Although it seems innovative, seawater became a real weapon in the hands of Dachau torturers. In 1944, they tried to obtain various methods to turn seawater into drinking water. However, in the first instance, 90 Roma detainees were selected and deprived of food and water, being given only seawater. They suffered terribly from dehydration, according to witnesses who saw them, some of them licking the freshly washed floor. Dr. Hans Eppinger led these experiments.

Sterilization experiments

In 1933, a series of laws on eugenics were approved in Germany, legalizing the sterilization of people with disabilities considered hereditary: schizophrenia, alcoholism, insanity, blindness, deafness, muteness, retardation, and physical disabilities of any kind. By the start of the war, only about 300,000 people were sterilized. After 1941, in several concentration camps, including Auschwitz and Ravensbrück, Dr. Carl Clauberg conducted these experiments in an attempt to obtain a method of sterilization that was as inexpensive as possible and that involved very little effort.

Polish women released from Ravensbrück in 1945 talk with a Soviet doctor (left) (Source: Wikimedia Commons)

X-ray irradiation, various surgical methods, and also various drugs or substances were tried. Thousands of victims were sterilized during these experiments, but outside of them, there was a government program through which about 400,000 individuals were forcibly sterilized. In the experiments, the detainees were given intravenous injections of iodine or silver nitrate, but instead of the expected reactions, they suffered from severe abdominal pain, vaginal bleeding, and even cervical cancer.

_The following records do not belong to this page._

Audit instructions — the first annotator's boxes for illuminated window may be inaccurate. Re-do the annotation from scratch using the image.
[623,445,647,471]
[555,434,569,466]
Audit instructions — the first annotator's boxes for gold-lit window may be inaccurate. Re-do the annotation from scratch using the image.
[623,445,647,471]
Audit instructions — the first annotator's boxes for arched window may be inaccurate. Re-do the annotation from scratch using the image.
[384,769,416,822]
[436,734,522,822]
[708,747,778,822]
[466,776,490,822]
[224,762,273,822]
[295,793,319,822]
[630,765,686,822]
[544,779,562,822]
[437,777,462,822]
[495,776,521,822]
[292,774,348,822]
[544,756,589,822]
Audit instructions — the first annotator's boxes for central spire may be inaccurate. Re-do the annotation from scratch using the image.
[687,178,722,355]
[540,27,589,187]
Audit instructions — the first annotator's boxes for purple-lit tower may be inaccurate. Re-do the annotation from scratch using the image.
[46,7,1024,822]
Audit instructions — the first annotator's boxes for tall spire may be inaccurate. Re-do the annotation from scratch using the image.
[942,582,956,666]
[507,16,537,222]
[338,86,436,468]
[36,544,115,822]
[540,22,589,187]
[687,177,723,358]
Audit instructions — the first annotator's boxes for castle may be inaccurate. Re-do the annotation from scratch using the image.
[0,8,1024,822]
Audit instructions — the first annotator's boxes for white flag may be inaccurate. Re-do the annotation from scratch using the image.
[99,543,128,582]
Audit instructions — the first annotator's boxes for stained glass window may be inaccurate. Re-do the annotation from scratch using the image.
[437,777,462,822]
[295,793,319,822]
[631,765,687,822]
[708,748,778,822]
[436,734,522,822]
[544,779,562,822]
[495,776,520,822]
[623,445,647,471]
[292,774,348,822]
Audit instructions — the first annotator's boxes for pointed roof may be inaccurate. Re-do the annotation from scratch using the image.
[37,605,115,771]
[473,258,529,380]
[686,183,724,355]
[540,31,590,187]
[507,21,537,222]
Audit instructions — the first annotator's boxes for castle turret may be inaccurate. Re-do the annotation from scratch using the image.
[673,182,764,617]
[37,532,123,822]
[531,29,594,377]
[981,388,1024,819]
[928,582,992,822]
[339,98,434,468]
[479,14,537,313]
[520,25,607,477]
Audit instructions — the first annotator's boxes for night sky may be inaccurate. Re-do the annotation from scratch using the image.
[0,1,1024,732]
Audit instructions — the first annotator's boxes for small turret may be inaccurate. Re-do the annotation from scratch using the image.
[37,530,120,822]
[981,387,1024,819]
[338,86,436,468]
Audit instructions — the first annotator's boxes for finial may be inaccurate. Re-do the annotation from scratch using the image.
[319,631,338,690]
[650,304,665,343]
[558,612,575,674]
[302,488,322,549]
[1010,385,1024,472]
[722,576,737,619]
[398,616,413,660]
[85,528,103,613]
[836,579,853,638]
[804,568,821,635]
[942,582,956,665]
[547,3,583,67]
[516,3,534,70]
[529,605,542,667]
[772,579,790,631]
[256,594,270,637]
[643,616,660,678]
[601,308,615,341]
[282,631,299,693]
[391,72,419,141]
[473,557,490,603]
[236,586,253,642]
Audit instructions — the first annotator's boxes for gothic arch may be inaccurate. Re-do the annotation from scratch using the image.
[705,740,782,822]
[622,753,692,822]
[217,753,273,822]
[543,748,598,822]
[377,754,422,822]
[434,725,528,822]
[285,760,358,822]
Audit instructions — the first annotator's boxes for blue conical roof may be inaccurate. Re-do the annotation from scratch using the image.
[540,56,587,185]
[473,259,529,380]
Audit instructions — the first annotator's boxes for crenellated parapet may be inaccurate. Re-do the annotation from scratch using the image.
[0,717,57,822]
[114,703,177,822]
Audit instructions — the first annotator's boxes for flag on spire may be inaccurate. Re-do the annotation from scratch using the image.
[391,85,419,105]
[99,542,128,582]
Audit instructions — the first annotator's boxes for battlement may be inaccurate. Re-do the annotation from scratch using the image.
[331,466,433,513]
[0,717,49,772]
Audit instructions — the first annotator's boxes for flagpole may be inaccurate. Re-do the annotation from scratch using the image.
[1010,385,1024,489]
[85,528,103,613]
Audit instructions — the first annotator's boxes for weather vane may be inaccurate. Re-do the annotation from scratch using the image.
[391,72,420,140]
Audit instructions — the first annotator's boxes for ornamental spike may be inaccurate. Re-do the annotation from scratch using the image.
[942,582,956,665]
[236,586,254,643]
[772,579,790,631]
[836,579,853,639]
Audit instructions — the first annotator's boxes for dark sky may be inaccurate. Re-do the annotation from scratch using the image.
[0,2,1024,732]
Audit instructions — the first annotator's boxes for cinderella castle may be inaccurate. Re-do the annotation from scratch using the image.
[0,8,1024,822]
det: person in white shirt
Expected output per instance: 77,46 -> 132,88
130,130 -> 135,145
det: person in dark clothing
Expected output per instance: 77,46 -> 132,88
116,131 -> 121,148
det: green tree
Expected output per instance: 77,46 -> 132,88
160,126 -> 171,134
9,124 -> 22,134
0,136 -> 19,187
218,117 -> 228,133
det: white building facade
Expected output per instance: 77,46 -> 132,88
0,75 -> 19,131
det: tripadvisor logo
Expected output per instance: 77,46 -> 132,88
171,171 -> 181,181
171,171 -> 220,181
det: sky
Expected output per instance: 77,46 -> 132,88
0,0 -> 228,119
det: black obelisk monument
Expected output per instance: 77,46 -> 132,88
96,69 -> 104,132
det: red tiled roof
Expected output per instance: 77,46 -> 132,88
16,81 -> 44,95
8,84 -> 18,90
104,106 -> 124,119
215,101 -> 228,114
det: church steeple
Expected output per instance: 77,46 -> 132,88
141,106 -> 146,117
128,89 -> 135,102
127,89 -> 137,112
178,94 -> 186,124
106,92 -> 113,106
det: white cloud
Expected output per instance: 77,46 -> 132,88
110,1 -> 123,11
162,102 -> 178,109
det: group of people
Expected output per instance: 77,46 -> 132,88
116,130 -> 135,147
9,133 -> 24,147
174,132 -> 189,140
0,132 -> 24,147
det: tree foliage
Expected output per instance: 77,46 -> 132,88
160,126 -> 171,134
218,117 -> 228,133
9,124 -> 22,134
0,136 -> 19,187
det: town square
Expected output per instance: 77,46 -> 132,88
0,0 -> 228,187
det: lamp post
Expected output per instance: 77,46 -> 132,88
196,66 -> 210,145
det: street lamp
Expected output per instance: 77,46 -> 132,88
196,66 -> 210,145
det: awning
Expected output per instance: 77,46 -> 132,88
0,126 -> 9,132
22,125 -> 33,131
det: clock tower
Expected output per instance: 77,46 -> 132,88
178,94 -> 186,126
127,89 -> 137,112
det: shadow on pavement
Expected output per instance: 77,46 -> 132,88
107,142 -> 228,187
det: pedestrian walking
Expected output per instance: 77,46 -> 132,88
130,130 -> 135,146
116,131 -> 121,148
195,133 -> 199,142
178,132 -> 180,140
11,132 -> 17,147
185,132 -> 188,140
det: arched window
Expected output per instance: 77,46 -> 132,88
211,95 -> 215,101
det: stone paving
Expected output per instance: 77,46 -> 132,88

Subsequently, the ‘treatment’ with radiation became the main method of sterilization. A certain amount of radiation destroys the human body’s capacity for sperm or eggs. The radiation was administered by telling the prisoners that they had to fill in a form. During this time, as they wrote, the ‘treatment’ was applied to them.

Poison experiments

For about a year, between 1943–1944, in the Buchenwald camp, various experiments were carried out on detainees with several poisons: how the human body reacts to these substances. These substances were put in the food of the detainees. Some died in terrible torment, others were killed by guards to have an autopsy performed on their bodies.

Experiments with incendiary bombs

Jewish prisoner with 3rd-degree burns (Source: Jewish Virtual Library)

Also in Buchenwald, during the same period, tests were performed to see the effectiveness of some pharmaceuticals against wounds caused by incendiary bombs — those with phosphorus. The detainees were exposed to the phosphorus extracted from these bombs and then various drugs were used to treat the burns. Many, on the other hand, died.

We must not let anyone forget the atrocities caused by the Nazis, as the holocaust does not only consist of the Jewish genocide, but also of their torture and the torture of many other nationalities.